Windows on three sides let the light in.
It’s a sure sign of approaching gentrification when a restaurant like 975 opens in one of Paris’s quartiers populaires, in this case the area around Métro Guy Moquet in northwestern Paris, not far from the Périphérique. Nothing against the restaurant, of course, which is a fine example of bistronomie, with its carefully selected ingredients and well-prepared dishes. The friendly service is provided by two young men who actually seem to enjoy and take pride in their work, and the decor is simple but attractive: black tables and classroom chairs in an aquarium-like space with big windows on three sides, their frames painted acid-yellow inside and out, so that you can’t miss the place as you approach it on the street.
The lunch menu here is a real bargain at €16 for a starter, plat du jour, dessert and coffee. Granted, the first and last courses were half the normal size, but that seemed appropriate at lunchtime, and the main course was generous. I chose this formule, and it was just right. It started with a small bowl of corn soup with
hazelnuts, lardons and spice-bread croutons. Creamy and delicious. My friend John, who had ordered two starters from the menu, liked it better than his own lettuce soup with
cockles, lardons and more of those spice-bread croutons, but I thought his was pretty tasty, too.

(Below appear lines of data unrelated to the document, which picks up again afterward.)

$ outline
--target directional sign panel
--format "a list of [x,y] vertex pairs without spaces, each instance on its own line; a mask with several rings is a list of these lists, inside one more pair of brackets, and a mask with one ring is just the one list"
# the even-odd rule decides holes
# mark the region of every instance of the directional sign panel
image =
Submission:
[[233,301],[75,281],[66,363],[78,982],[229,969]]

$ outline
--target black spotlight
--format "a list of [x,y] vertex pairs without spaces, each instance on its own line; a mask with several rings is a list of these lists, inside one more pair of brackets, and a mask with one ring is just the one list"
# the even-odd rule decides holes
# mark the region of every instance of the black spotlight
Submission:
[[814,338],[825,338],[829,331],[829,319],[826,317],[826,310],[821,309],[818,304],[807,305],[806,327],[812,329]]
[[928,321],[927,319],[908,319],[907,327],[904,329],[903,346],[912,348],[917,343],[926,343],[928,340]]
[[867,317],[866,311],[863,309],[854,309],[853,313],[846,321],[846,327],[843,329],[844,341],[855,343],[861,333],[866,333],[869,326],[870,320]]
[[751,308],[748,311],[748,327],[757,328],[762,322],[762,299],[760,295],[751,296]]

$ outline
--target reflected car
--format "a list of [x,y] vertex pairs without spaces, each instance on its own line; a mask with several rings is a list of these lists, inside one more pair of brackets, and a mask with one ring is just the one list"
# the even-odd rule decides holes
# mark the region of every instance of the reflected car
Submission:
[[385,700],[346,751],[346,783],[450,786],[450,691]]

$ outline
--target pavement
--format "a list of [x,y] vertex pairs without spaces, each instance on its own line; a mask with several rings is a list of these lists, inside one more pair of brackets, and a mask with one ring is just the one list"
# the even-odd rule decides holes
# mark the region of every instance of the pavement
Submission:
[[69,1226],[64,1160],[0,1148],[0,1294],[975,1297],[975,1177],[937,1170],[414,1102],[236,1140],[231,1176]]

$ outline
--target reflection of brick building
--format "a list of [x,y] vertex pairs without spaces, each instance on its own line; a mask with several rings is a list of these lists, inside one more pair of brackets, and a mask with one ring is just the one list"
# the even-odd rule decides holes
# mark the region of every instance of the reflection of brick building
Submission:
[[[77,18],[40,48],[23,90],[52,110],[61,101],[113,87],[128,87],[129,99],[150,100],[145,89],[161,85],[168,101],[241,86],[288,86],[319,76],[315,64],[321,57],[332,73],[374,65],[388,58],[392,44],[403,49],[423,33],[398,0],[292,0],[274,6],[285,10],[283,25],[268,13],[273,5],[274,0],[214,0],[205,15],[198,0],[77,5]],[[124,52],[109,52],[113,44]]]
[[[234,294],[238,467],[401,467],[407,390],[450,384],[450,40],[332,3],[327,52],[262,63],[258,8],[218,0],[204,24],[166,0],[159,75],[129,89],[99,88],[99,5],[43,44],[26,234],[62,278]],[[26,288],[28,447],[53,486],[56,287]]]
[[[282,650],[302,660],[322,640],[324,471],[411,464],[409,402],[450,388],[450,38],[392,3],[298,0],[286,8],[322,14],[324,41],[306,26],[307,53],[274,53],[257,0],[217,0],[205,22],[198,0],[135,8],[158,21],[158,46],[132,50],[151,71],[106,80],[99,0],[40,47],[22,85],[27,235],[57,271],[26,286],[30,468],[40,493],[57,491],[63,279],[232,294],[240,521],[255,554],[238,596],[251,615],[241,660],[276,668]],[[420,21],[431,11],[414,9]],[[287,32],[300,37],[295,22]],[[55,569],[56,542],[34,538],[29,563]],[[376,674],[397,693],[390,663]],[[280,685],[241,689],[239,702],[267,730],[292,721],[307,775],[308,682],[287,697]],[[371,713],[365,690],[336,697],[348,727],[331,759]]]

He continued with a fine, fresh-tasting tartare
of Salers beef, spiced up with Espelette pepper – green, not the usual red – and adorned with lovely tiny grilled red onions.
We shared my dessert, a mini-lemon tart (as
tart as a lemon tart should be) with a lovely crumbly shortbread crust, topped with a meringue kiss. Perfect.
The waiter recommended a fine, citrusy Sauvignon Blanc from Domaine François Cartier in the Touraine, priced at only €21.
I’m not sure I will make another special trip to the outer reaches of Paris to return to 975, but if ever I am looking for a restaurant in the environs, I will definitely go back.